The government is trying to reverse the negative trends. However, the
policy tools the government is using to remedy the economic ills are not
economic ones. The government sent agents to the foreign exchange counters
and arrests traders who make transactions outside the band set by the
government. The trade licenses that the regime created for rent-seeking
activities have been temporarily suspended. Military troops are sent to
stop the border trade.
The decision to expand the army to half a million men is worrying. The
generals focused on building the army and funneled most of the budgetary
resources to a parallel program of modernization and force expansion.
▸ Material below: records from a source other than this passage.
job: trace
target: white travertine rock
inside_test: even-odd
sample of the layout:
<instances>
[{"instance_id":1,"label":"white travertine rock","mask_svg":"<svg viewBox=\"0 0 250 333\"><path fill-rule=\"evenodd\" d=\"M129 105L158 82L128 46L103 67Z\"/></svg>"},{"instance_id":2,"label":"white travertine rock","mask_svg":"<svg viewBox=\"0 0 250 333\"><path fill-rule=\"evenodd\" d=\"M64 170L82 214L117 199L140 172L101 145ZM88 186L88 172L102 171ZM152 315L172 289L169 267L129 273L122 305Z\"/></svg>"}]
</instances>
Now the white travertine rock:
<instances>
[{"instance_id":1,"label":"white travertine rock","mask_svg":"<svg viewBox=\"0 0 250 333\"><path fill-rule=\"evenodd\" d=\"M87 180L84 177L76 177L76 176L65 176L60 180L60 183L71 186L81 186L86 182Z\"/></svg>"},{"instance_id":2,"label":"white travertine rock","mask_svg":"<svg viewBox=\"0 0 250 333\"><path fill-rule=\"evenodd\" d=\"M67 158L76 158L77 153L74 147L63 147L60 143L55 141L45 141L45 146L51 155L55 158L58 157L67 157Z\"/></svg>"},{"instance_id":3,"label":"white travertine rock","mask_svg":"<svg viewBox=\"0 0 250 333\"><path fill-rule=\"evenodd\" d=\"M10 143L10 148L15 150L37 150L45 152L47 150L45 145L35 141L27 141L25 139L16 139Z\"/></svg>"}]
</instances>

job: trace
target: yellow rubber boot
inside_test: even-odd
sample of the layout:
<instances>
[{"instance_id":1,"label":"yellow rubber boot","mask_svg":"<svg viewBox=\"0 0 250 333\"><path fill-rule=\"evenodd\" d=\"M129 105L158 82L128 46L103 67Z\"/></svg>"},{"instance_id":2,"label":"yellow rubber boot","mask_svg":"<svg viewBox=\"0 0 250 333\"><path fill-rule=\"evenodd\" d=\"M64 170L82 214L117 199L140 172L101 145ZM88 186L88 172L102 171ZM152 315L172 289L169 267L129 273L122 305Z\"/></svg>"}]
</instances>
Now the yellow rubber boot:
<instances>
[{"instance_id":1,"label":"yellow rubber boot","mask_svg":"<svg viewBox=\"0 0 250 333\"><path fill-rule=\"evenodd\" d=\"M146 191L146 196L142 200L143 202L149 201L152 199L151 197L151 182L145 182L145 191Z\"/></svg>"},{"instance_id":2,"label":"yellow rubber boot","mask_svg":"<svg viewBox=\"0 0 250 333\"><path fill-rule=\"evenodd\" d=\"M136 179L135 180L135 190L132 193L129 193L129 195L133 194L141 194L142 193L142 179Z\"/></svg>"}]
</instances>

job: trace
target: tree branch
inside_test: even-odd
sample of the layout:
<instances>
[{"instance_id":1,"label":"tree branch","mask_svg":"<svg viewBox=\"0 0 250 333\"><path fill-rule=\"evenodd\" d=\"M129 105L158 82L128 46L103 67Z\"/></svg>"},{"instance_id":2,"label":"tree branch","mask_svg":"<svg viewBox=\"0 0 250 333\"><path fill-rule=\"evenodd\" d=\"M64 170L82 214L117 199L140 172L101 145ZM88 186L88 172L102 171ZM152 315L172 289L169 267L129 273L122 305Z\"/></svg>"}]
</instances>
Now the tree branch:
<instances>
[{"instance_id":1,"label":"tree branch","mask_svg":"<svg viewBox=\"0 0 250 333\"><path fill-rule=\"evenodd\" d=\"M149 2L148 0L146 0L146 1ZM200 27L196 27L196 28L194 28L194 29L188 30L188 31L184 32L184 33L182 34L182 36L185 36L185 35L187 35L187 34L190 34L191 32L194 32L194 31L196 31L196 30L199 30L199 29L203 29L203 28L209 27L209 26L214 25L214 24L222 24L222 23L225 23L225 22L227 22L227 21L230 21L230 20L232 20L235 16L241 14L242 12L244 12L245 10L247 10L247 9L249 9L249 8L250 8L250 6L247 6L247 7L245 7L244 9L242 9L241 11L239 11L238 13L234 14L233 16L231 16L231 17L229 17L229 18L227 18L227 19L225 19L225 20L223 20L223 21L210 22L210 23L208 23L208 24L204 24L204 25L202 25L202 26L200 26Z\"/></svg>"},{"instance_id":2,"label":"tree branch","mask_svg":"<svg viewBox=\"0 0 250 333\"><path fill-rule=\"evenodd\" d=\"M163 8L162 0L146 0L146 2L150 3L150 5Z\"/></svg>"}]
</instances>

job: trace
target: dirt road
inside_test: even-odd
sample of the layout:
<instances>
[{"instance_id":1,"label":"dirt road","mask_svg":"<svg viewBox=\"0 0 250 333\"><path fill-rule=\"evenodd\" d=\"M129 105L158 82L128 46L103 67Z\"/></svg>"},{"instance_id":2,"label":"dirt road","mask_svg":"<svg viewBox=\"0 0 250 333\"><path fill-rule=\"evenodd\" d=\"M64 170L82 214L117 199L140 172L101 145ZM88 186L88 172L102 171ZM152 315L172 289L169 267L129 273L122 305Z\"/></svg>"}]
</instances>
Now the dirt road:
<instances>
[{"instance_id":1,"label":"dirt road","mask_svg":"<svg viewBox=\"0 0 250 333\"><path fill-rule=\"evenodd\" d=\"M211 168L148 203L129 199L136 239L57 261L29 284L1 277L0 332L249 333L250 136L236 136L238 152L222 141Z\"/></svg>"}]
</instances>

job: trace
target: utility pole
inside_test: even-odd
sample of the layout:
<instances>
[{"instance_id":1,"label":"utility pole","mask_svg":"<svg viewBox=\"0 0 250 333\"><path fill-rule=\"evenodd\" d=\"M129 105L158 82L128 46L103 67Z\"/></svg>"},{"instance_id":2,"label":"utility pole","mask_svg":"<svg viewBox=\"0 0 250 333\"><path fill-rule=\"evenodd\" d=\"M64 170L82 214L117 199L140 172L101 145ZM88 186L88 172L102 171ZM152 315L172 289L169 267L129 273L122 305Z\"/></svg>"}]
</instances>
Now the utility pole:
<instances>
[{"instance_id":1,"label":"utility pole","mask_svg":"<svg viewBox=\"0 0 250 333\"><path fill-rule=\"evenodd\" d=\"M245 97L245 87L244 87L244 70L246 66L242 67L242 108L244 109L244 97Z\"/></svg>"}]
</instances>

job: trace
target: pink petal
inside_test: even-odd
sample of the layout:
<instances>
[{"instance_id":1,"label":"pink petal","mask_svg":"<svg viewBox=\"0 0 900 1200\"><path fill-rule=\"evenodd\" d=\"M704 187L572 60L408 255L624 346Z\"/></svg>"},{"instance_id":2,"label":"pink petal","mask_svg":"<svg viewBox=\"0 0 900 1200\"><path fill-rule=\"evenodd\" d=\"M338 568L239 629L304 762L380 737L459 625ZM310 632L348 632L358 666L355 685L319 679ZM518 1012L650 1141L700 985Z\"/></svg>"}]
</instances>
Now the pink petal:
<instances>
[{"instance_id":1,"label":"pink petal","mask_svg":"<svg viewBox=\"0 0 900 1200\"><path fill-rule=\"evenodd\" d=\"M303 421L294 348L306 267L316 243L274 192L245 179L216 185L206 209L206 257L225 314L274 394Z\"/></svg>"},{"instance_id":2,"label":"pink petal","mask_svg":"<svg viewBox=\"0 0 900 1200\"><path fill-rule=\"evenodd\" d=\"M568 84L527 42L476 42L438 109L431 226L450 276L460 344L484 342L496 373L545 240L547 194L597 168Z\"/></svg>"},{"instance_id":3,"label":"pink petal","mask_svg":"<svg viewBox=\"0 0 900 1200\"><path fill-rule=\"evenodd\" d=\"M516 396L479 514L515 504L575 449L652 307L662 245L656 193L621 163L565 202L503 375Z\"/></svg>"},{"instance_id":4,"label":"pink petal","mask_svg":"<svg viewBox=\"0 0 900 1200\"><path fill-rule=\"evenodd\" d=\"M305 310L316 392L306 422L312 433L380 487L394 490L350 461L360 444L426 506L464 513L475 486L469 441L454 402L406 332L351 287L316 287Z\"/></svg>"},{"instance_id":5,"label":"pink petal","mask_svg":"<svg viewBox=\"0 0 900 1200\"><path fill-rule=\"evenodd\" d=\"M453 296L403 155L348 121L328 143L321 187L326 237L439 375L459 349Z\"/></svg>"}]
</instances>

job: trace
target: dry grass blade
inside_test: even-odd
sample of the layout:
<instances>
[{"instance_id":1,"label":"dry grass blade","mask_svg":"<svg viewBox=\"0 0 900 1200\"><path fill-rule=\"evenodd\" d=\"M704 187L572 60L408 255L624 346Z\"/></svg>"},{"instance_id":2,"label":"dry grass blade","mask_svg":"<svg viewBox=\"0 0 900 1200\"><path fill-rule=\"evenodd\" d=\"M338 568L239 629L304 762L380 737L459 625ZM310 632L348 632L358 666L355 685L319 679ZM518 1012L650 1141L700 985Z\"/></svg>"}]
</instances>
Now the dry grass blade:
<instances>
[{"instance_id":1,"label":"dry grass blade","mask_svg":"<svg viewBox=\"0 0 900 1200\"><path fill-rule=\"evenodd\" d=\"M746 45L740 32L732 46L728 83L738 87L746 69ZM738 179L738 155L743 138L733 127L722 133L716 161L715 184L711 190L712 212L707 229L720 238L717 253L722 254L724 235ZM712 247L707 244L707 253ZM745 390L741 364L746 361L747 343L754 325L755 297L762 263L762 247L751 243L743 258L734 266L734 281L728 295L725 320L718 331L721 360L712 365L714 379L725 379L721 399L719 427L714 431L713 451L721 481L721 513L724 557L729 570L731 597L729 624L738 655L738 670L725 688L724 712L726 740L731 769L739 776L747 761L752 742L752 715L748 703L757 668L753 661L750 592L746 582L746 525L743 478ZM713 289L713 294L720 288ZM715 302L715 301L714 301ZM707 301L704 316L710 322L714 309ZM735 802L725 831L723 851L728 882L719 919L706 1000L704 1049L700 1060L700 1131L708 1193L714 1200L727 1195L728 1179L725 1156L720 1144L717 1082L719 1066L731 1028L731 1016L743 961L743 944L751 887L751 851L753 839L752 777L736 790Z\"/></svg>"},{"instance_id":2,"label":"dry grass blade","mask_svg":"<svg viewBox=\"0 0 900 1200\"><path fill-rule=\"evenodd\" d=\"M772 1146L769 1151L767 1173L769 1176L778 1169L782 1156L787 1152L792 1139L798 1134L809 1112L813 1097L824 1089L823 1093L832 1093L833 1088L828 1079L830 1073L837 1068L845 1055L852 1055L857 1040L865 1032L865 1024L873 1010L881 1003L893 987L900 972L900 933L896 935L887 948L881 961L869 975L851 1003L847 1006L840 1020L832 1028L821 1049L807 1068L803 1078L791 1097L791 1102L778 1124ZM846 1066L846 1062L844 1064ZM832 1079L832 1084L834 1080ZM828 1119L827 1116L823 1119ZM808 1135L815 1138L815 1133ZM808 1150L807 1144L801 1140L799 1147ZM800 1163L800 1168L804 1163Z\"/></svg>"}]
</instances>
Rising through the ranks of the military is the primary avenue to attain
wealth, status, and power. Under this policy, the share of military
spending in the state budget has reached the peak level of 42% in 1993 and
never really has diminished after that. This pattern of military spending
alone should disqualify the regime from receiving any aid since the Japan's
ODA charter outlined principles that focus on "trends in recipient
countries' military expenditures, their development and production of mass
destruction weapons and missiles, their export and import of arms, etc."
Japan has huge influence in Burma and it can certainly use aid to shape the
developments. Instead of focusing on project financing, Japan should look
more into fostering a "policy dialogue," and to introduce effective and
timely reforms in Burma. The big unfinished task is political. Japan should
try to use 'aid' carrot to influence the process of democratization in
Burma. The ODA charter already gives a strong mandate to efforts to promote
"democratization and introduction of a market-oriented economy, and the
situation regarding the securing of basic human rights and freedoms in the
recipient country." Japan should try to rescue Burmese democracy, not the
generals.
Zaw Oo is currently co-ordinator of the Research Group for the Economic
Development of Burma based in New York.
Note: The Japan Times uses Myanmar instead of Burma.